Son como Dios: están en todas partes. Prefieren, desde luego, las zonas de embajadas, los barrios de jerarcas y extranjeros y las calles de hoteles y restaurantes de lujo, pero cualquier sitio es bueno para tocar el fondo.

Los buzos de tierra firme no son muy exigentes para elegir el lugar donde descienden.

Se desplazan por los basurales con gesto felino y precisión de ninja. Las manos adentro, el tacto a toda máquina entre los desperdicios. La mirada arriba, la cabeza como un periscopio para localizar extraños y policías.

Ésos parecen ser los de más oficio, más experiencia y años de navegación entre los desechos. Los novicios trabajan sin precaución, con chapucería y descaro y, prácticamente, le quitan de la mano las sobras a los transeúntes.

El gremio está compuesto por una mayoría de hombres. Han asumido la mendicidad y, por lo tanto, se visten con esos trajes demolidos, los zapatones que botó un vecino, las chaquetas de corduroy de hilos mareados y unas gorras y sombreros, que uno llega a sospechar que algún empresario sádico diseñó para ellos.

Buscan restos de alimentos, latas vacías, pomos plásticos y cualquier otro tesoro que los turistas y otros seres poderosos dejen caer en los contenedores.

Puede haber, después de una inmersión minuciosa y profesional, casi un almuerzo. Se halla una cuña de pizza (sólo dos mordiscos de mujer en el borde inferior) y medio Sprite, caliente ya, pero con el espíritu del limón vivo en las burbujas que quieren subir.

Con un poco de suerte, habrá también algún manjar para el perro (una cajita con los huesos de medio pollo).

Si aparecen unos vasos encerados y otras piezas de una vajilla de cartón, bien limpias bajo la pila de agua, se le pueden vender a alguien que tenga un timbiriche en moneda nacional.

Están aquí, cerca de todos, escoltados por escuadrones aéreos de moscas y avanzadillas de cucarachas.

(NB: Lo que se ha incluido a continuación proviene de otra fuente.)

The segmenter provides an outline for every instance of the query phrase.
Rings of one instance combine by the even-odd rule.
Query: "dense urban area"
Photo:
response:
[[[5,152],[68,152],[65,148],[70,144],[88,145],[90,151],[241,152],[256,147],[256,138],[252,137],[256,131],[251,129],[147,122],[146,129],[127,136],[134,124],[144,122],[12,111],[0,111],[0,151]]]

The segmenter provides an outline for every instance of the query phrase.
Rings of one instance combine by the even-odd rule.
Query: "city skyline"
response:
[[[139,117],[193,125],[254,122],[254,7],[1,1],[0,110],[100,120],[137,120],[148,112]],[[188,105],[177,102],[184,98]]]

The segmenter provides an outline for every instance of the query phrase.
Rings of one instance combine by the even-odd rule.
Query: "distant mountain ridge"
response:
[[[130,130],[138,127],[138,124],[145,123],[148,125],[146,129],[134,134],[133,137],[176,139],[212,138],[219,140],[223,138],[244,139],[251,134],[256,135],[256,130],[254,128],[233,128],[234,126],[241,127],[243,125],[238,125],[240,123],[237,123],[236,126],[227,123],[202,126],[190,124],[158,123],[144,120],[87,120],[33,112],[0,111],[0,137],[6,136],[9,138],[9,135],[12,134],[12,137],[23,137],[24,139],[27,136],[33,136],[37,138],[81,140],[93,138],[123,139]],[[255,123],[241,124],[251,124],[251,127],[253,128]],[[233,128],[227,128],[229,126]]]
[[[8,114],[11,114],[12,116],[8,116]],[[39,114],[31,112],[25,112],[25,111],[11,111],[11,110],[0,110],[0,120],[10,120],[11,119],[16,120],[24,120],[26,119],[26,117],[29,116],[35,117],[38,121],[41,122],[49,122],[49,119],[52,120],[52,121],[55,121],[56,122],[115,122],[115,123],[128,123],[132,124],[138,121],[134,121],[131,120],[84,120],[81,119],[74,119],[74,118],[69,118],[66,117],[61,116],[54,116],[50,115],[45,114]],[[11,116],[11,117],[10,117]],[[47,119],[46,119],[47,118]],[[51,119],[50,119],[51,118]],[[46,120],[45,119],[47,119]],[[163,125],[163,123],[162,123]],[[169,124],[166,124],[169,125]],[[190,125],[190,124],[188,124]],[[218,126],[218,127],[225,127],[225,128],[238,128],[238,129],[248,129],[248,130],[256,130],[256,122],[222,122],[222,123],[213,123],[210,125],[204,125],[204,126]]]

Silenciosos, sumergidos en sus mares palpables, algunos todavía con capacidad para sonrojarse y paciencia para esperar que pase esa señora y empezar el desalojo de hormigas locas de un pedazo de pan francés.

Los buzos de tierra firme con sus bultos al hombro, por toda la ciudad, recostados en los contenedores como los habituales de la barra de un bar.

"Una mala hierba", dice la prensa oficial. Y ni una palabra sobre los dueños de la parcela abandonada.